Report: Ford's new cars will read out Twitter

MyFord system integrates voice and touchscreen and steering-wheel control in innovative new ways
MyFord system integrates voice and touchscreen and steering-wheel control in innovative new ways

Ford has revealed its latest in-car entertainment and control systems, with its new MyFord tech including the option to have Twitter feeds read to drivers.

Ford's new technology will first appear in Edge and Focus model cars in the next 12 to 18 months, with the auto manufacturer promising Tweeting behind the wheel in a year's time.

MyFord voice control

MyFord includes two 4.2-inch LCD screens on either side of the speedometer, an 8-inch touch screen in the dash and a five-way button steering wheel control to give the driver more control over the heating and air conditioning system, entertainment system, navigation system and mobile phone.

"With MyFord driver connect technology, we realized we weren't necessarily competing with other automakers, but we were really redefining how customers interacted with their cars," said Jim Buczkowski, Ford director of electronics and electrical Systems Engineering.

"We had to look very closely at the evolution of hand-held devices in terms of user interface, connectivity, productivity and entertainment applications."

"What the mouse did for the PC, we need to create for the automobile," Buczkowski told the Wall Street Journal.

"The first version of Sync was impressive, but this blows the doors off," added Carey Butler, VP of professional engineering services at in-car mobile tech specialists Bsquare.

Distraction or control?

However, safety campaigners have been quick to jump on the news as yet further evidence that new technologies are driving us to dangerous levels of distraction in the car.

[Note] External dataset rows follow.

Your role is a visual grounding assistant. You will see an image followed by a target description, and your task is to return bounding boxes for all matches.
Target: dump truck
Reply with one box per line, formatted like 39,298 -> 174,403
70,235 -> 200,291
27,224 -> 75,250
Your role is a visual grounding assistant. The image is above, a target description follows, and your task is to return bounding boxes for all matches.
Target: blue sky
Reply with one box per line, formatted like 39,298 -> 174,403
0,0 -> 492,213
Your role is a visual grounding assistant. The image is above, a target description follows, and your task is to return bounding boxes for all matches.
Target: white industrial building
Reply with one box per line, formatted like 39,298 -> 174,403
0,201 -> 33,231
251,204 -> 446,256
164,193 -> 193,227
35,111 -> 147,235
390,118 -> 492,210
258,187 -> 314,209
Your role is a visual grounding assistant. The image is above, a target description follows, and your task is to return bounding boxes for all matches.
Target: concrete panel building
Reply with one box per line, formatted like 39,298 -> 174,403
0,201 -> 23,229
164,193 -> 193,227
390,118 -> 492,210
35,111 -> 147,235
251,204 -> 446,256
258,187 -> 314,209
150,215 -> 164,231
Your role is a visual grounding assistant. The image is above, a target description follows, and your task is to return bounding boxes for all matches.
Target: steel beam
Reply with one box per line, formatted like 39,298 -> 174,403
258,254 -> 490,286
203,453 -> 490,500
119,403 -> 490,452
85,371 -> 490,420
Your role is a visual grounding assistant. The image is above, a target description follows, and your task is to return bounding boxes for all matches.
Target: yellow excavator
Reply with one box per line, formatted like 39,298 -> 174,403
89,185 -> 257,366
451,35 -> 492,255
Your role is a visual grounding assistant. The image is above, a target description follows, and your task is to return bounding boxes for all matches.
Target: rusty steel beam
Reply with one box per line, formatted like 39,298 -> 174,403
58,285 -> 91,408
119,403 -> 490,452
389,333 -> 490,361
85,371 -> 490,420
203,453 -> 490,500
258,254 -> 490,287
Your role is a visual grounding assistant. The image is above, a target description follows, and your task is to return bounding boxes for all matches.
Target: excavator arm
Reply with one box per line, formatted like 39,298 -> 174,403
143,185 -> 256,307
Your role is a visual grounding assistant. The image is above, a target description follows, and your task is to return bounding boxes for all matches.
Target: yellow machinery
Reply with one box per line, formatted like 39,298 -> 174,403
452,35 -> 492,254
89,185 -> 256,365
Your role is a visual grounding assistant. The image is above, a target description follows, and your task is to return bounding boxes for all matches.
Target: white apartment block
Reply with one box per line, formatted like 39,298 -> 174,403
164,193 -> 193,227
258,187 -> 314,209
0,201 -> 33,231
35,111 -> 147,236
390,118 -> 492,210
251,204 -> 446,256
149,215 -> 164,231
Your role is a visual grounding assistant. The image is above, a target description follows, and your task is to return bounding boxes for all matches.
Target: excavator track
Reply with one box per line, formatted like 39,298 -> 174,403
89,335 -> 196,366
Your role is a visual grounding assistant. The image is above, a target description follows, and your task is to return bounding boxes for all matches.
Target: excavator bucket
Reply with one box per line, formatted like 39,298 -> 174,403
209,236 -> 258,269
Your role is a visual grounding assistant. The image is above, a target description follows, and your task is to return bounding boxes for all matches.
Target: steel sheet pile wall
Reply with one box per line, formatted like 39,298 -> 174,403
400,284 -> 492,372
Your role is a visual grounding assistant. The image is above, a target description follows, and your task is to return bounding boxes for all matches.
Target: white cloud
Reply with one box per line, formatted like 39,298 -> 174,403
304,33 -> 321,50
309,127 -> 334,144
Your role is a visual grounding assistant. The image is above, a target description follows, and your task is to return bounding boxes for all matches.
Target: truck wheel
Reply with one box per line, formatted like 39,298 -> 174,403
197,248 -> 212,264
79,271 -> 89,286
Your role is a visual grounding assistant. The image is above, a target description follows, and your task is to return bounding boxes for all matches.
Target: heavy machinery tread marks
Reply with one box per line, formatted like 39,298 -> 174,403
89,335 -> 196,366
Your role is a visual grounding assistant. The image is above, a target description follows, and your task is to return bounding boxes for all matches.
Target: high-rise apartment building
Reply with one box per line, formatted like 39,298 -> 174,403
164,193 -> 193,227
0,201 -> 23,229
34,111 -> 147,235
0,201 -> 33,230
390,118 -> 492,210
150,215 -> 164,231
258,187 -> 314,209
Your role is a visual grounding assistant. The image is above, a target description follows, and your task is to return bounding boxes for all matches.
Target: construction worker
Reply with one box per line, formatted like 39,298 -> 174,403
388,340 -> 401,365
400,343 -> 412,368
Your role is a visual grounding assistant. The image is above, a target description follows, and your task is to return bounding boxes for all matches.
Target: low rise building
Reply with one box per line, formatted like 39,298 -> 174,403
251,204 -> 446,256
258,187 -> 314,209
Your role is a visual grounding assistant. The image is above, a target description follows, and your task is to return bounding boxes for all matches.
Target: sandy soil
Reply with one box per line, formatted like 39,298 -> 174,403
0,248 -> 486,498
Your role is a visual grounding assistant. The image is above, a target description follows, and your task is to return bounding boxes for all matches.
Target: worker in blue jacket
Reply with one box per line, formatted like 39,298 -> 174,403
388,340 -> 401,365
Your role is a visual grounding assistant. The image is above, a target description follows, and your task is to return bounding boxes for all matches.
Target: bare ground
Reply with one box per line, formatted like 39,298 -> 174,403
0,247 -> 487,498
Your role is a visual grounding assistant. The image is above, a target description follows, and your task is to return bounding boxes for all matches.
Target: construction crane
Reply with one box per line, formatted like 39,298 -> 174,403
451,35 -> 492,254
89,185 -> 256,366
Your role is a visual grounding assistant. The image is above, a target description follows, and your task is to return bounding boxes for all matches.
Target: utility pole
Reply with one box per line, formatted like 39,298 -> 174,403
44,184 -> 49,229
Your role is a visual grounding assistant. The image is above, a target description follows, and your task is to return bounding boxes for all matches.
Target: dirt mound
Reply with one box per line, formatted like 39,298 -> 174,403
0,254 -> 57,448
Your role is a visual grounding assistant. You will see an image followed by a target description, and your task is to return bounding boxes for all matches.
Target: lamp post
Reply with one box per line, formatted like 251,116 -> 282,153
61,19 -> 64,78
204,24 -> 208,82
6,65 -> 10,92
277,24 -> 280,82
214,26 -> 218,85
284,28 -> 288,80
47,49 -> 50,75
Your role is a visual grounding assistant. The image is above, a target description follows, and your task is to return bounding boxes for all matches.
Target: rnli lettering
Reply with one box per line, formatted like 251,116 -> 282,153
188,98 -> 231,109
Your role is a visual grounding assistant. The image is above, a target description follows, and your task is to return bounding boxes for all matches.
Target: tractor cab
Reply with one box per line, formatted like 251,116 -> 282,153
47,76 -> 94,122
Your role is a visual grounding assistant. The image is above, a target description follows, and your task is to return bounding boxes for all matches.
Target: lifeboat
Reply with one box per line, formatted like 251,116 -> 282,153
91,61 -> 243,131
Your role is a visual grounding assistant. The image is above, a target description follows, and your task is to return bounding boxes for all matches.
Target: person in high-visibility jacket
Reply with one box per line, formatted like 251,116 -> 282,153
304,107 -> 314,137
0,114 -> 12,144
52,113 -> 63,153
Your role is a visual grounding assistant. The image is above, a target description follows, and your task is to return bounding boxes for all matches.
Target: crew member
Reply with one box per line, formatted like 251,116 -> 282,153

Ford and other in-car tech specialists have, in response, claimed that listening to Twitter feeds and text messages and the like being read out to you is considerably safer that looking at a screen to read them while doing 100mph on the outside lane of the M1.

Doug VanDagens, Ford's global director of connected services, told CNN that people read Twitter feeds and send text messages while they're driving and that Ford is only trying to make those activities safer.

"We take what people do -- they talk on the phone, they fumble with mp3 players, they look at maps. We take these activities and make them safer," he said.

Christie Hype, a spokeswoman for AAA, was quick to hit back, noting: "The more things that are going on in a vehicle, the more things can distract a driver…You only have so much attention to give, and we really want everyone to keep their attention on the roadway for safety reasons."

More study of the tweeting by voice while driving would need to take place to make an absolute determination as to what effect Ford's announcement will have on distracted driving, she said.

As previously reported, Ford's new tech will also generate a Wi-Fi hot spot in the car to let passengers and (presumably, parked) drivers get online in the vehicle.